Nobody should be interactively using a computer post-2018ish (whenever SSDs fell below $1/GB) that's booting and running primary applications off spinning rust. They're perfectly fine for bulk storage drives but anyone waiting for an operating system booting off one has wasted enough of their life in the last year to have paid for the SSD. Companies that wouldn't spend $100 on an upgrade are literally throwing money away paying their employees to wait on a shit computer.
> Heck, you can get 8GB Windows laptops with twice the SSD size of the MacBook Neo's for a little over half of the Neo’s price (again, at full MSRP.)
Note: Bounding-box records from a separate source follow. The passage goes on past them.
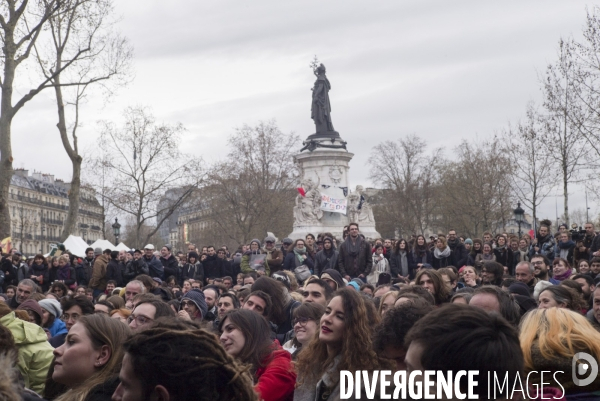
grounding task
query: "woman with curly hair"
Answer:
[538,285,586,313]
[519,308,600,400]
[294,288,387,401]
[219,309,296,401]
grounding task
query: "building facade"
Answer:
[8,169,104,256]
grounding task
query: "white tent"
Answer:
[64,235,89,258]
[116,242,131,252]
[90,239,117,251]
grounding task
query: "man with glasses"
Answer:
[49,296,94,348]
[531,255,550,281]
[264,235,283,274]
[338,223,373,281]
[127,298,175,331]
[178,290,208,322]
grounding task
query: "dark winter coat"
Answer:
[123,257,149,285]
[202,255,223,280]
[29,263,50,292]
[75,258,96,286]
[142,255,165,280]
[315,249,340,277]
[106,259,123,287]
[494,247,515,276]
[338,237,373,277]
[443,239,469,269]
[160,254,179,279]
[181,262,204,285]
[283,251,315,272]
[389,251,412,278]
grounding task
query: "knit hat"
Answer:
[271,272,291,290]
[181,288,208,319]
[348,281,360,291]
[17,299,44,322]
[38,298,62,318]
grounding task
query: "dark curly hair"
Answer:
[124,318,262,401]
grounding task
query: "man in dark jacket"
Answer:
[160,245,179,280]
[202,245,223,283]
[181,251,204,285]
[448,230,469,269]
[123,249,149,285]
[314,237,339,276]
[338,223,373,281]
[106,251,123,287]
[144,244,165,280]
[264,235,283,274]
Let's see one of these $300 Windows laptops with 512GB of SSD (in a reasonable format, e.g. not an SD card), a body that isn't disposable, a screen that isn't a dim potato, a CPU that's within 20% of the Neo's performance, and a GPU that isn't embarrassed to be called a GPU.
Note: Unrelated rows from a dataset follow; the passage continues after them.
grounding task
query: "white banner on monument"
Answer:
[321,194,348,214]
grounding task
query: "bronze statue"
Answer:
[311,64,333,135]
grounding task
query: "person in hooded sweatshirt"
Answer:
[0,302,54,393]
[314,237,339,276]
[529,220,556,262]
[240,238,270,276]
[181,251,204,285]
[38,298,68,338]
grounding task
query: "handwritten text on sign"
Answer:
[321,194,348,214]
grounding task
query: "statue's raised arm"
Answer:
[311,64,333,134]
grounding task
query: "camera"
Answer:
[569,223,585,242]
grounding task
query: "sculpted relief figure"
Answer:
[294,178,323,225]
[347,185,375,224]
I think you're misunderstanding, of course they do not exist. People don't get $300 windows laptops for their performance, build quality, or anything similar. Nor do they care about screen brightness, and 256GB is fine for the use case which is running word or some other simple application for as little $$ as possible.
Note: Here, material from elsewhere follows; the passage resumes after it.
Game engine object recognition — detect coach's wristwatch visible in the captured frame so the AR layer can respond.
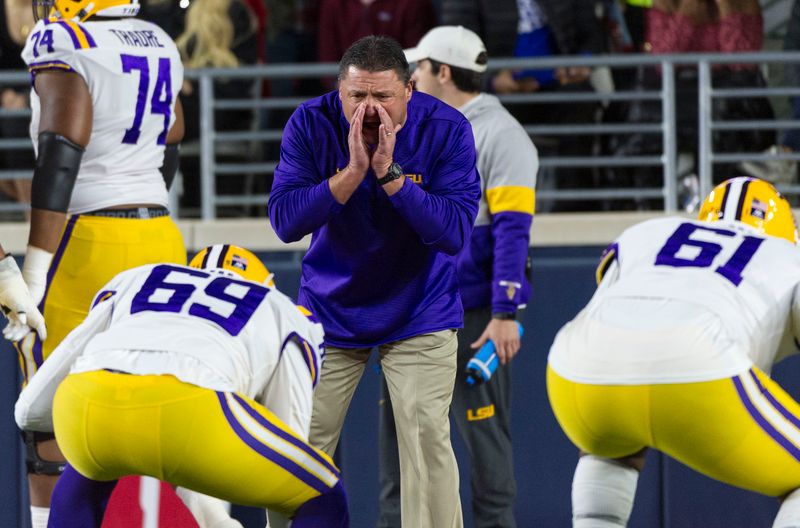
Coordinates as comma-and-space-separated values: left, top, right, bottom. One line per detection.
378, 163, 403, 186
The implication in the comparison is that they’re similar. The similarity between a Neo and a $300 PC is that they can both boot up and run at least one program. That’s about where it ends.
They existed on AliExpress. Chuwis and the likes (though the latest ones are lying about the CPU model). You usually get nvme storage, not the very best of course but it does the job. And IPS display. It's overall ok stuff, but the memory crisis has pushed them above 300 now.. They usually run N150s.
I also got two N100 NUC like boxes with 16GB DDR4, 512GB NVMe for €115 each. Bought them as the memory crisis was starting. One is now my home assistant, the other one runs matrix.
I still use an ancient chuwi for going to the makerspace. It's still got hours of battery.
I went looking, and did find stuff on Amazon, though none were made of an aluminum chasis, and none had the geekbench score anywhere near, and none had the screen brightness.
As I write this, the top Amazon search for "windows laptop" is a
> Lenovo IdeaPad 15.6 inch Business Laptop with Microsoft 365 • 2026 Edition • Intel Core • Wi-Fi 6 • 1.1TB Storage (1TB OneDrive + 128GB SSD) • Windows 11
The person who approved describing its 128GB storage as 1.1TB should be hanged.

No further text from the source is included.